Jonas Andreas Sibbesen:
Probabilistic transcriptome assembly and variant graph genotyping

Date: 08-06-2016    Supervisor: Anders Krogh

The introduction of second-generation sequencing, has in recent years allowed the biological community to determine the genomes and transcriptomes of organisms and individuals at an unprecedented rate. However, almost every step in the sequencing protocol introduces uncertainties in how the resulting sequencing data should be interpreted. This has over the years spurred the development of many probabilistic methods that are capable of modelling different aspects of the sequencing process. Here, I present two of such methods that were developed to each tackle a different problem in bioinformatics, together with an application of the latter method to a large Danish sequencing project.

The first is a probabilistic method for transcriptome assembly that is based on a novel generative model of the RNA sequencing process and provides confidence estimates on the assembled transcripts. We show that this approach outperforms existing state-of-the-art methods measured using sensitivity and precision on both simulated and real data.

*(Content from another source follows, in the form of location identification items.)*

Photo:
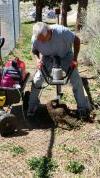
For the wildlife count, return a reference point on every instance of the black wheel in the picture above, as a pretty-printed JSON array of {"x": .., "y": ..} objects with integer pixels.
[
  {"x": 25, "y": 100},
  {"x": 8, "y": 124}
]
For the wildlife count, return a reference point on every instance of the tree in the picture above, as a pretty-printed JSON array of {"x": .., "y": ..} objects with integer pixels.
[
  {"x": 81, "y": 14},
  {"x": 39, "y": 6}
]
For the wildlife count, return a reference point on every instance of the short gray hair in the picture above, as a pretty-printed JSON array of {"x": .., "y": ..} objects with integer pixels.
[{"x": 40, "y": 28}]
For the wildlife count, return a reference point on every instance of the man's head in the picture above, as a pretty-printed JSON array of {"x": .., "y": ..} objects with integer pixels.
[{"x": 41, "y": 32}]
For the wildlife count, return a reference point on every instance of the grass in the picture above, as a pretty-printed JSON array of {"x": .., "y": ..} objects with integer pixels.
[
  {"x": 16, "y": 150},
  {"x": 75, "y": 167},
  {"x": 43, "y": 166}
]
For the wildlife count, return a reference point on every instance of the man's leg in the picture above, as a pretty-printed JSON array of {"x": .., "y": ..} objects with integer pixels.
[
  {"x": 37, "y": 84},
  {"x": 81, "y": 99},
  {"x": 35, "y": 90},
  {"x": 83, "y": 103}
]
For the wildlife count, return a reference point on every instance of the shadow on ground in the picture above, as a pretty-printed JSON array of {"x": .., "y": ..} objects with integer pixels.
[{"x": 47, "y": 117}]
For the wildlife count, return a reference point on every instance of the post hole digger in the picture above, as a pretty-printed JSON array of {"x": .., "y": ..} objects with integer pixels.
[
  {"x": 55, "y": 76},
  {"x": 13, "y": 79}
]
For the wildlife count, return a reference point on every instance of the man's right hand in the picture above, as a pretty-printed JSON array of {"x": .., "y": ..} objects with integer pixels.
[{"x": 39, "y": 64}]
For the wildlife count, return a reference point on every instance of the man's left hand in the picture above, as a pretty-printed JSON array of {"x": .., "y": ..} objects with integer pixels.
[{"x": 74, "y": 64}]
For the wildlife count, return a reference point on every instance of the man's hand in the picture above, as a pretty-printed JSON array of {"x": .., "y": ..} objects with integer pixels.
[
  {"x": 39, "y": 64},
  {"x": 74, "y": 64}
]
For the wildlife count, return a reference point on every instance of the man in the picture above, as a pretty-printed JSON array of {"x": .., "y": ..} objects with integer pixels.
[{"x": 56, "y": 40}]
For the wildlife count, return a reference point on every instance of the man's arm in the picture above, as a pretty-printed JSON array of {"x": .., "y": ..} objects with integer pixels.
[
  {"x": 38, "y": 58},
  {"x": 76, "y": 47}
]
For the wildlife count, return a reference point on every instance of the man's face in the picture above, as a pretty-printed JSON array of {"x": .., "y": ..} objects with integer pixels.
[{"x": 45, "y": 38}]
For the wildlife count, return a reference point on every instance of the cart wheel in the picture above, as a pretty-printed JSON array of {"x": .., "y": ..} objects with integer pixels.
[
  {"x": 25, "y": 100},
  {"x": 8, "y": 124}
]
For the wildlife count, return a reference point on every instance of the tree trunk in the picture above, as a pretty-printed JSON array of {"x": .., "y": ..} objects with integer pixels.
[
  {"x": 81, "y": 14},
  {"x": 39, "y": 6},
  {"x": 64, "y": 12}
]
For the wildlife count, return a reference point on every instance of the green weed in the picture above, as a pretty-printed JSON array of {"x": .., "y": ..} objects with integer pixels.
[
  {"x": 43, "y": 166},
  {"x": 75, "y": 167}
]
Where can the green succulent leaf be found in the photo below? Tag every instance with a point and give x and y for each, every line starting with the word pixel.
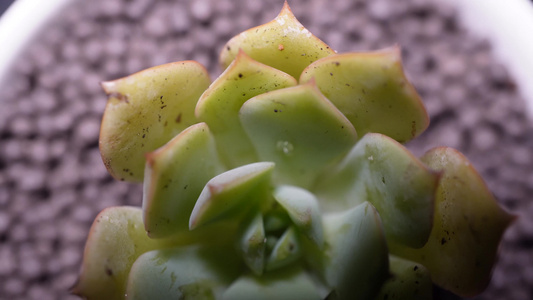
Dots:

The second is a novel probabilistic method that uses exact alignment of k-mers to a set of variants graphs to provide unbiased estimates of genotypes in a population of individuals. Using simulations we show that this method markedly increases sensitivity without sacrificing precision, when compared to mapping-based approaches, especially in variant dense regions. We further demonstrate, using high coverage real genome sequencing data of parent-offspring trios, that our method is accurate even for larger structural variants measured using trio concordance.

Finally, we applied the second method to genotype variants, predicted using both a mappingbased approach and de novo assemblies, in a population of 50 Danish parent-offspring trios in the GenomeDenmark project. Using this hybrid-approach we not only created a variant set that was more complete, in term of structural variants, compared to previous similar studies but also significantly reduced the bias towards deletions normally observed in such studies.